「はぁ。二人共、相手はご令嬢よ。その手を止めなさい」
「……はっ」
「……仰せのままに」

 令嬢達が私を無視して二人に群がるものだから、主至上主義過激派の本人達はこれが鼻についたようで。イリオーデは腰の愛剣に手をかけ、アルベルトはいつでも袖から短剣を取り出せるよう微かに構えていた。
 背後での出来事だったが、気配で何となくそれを察知したので二人を制止する。少し不服そうな声音で、彼等は武器にかけた手を下ろした。
 このやり取りを不審に思った令嬢達が、邪魔するなよとばかりにギロリと視線を向けて来る。それに私は、仕方無く笑顔で応対した。

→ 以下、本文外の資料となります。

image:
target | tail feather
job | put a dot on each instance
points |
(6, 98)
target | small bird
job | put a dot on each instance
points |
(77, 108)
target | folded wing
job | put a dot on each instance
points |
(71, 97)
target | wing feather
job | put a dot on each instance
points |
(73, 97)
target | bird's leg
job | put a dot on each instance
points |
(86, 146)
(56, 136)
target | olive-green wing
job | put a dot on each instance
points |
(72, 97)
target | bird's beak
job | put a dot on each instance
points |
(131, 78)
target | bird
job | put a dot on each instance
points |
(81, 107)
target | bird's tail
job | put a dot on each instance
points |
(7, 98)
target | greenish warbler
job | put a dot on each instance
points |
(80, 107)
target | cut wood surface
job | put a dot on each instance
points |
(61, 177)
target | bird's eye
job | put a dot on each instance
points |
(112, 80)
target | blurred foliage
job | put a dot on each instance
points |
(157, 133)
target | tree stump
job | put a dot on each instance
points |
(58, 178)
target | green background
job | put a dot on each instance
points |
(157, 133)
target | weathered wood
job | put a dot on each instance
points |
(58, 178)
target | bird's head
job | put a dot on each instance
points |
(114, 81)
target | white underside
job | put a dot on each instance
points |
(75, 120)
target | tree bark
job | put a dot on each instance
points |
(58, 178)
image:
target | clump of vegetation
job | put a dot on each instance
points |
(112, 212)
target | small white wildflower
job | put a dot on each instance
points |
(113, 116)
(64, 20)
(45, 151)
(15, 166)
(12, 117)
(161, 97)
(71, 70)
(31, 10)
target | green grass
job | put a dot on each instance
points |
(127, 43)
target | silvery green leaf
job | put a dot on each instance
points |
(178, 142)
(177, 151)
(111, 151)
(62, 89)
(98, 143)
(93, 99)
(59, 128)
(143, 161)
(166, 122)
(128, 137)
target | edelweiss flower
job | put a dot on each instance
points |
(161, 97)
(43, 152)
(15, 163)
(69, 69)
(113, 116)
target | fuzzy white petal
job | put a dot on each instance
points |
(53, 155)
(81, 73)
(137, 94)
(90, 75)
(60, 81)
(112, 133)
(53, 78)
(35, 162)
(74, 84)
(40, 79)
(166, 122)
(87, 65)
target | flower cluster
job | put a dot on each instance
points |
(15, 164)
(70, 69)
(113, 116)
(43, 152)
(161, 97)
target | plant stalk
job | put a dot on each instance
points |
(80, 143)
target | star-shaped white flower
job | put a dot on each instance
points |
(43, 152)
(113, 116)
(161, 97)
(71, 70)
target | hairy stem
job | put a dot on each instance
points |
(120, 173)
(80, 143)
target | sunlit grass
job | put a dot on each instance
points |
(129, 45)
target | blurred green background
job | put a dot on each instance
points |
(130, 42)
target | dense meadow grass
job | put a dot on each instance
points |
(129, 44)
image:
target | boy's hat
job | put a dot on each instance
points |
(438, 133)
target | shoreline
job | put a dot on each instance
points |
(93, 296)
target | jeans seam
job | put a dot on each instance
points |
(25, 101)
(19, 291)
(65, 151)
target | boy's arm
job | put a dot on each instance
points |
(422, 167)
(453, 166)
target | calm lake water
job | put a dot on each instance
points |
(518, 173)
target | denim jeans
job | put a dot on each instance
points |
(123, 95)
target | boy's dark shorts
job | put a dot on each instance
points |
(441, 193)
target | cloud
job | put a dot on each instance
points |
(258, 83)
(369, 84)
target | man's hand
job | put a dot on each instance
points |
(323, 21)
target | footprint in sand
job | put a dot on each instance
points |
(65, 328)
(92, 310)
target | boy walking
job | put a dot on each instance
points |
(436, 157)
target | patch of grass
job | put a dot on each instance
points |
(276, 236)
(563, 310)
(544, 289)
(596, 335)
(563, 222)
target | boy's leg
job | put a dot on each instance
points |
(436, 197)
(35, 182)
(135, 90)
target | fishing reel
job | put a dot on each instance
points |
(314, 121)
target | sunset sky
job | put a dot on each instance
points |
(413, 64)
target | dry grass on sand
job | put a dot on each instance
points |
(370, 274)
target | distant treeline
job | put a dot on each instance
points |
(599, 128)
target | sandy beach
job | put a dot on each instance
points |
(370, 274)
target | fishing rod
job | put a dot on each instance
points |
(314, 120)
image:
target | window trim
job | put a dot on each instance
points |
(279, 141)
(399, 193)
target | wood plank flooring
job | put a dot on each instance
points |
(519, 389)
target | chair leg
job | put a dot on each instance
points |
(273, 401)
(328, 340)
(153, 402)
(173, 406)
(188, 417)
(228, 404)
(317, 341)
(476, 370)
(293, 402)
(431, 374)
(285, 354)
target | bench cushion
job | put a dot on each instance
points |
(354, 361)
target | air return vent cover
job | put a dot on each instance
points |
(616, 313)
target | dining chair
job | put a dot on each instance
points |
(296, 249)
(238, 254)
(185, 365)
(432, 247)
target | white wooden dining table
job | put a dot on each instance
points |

「ごきげんよう、皆様。せっかくお会い出来たのに誰も挨拶してくださらなくて……(わたくし)、とても悲しいですわ」

 我が演技力が迫真の傷ついた表情を作り出す。
 社交界のマナーでは、目上の者に声をかけてはならない事になっているものの、ここは正式な社交界ではない。ただの日常生活においては、目上の者に対して礼儀を尽くす事が普通に常識なのである。
 それなのに、彼女達は私を無視して二人に群がった。つまり彼女達はかなり非常識な行動を取ったのだ。それに気づいた令嬢達は慌てて腰を曲げ、「ご、ご機嫌麗しゅうございます、王女殿下」と適当な挨拶を述べてくれた。
 挨拶云々については多目に見てやろう。その代わり、さっさと退いて欲しい。そう言った旨の言葉を告げようとしたのだが、

「王女殿下は相変わらずいいご身分ですわね。そうやって見目の麗しい男性を侍らせ、まだ良い縁の無い私達に見せつけてさぞ気分がいい事でしょう。噂ですとマクベスタ・オセロマイト王子ともたいへん仲がよろしいとか? 氷結の聖女と呼ばれる程の御方が、なんとはしたないのでしょう」

 ここで思いもよらぬ事態に発展した。
 いかにも悪役令嬢って感じのボス令嬢が、取り巻きっぽいのを従えて私の前に歩み寄って来た。彼女達はボス令嬢の言葉にクスクスと笑って同調し、この私を真正面から馬鹿にしているらしい。
 何これ面白い〜! こんな勇気ある人今までいなかったから超新鮮だわ! 今までずっと社交界ではこんな風に言われてたんだろうなあ、陰口しか叩けない連中の中にもこんな子がいたなんて。
 そんな風に私はこれを楽しもうとしていたのだが、後ろの二人が怖い。ステイ、番犬達よ、ステイ。

「あら、何も言い返せないのですか? 聖女だのと持て囃され、シャンパージュの魔女を従えていい気になっているようですけれど、やっぱり貴女自身は何も出来ないのですね。ああ、シャンパージュの魔女と言えば……御二方とも母親殺しの化け物同士で、とてもお似合いと思いますわ」

 令嬢達がキャハハハ! と笑う。
 楽しもうと思っていたのだが、ところがどっこい。こんなにも早く、ぷつんと何かが私の中で切れたような気がした。
 イリオーデもアルベルトも、私が貶されたからか今度こそ本気で剣を抜こうとしていた。だけど、私はそれを制止する余裕が無かった。

「──イリオーデ、ルティ。お願い、私を止めて(・・・・・)

 震える声で呟くと、二人は困惑しながらも行動に出た。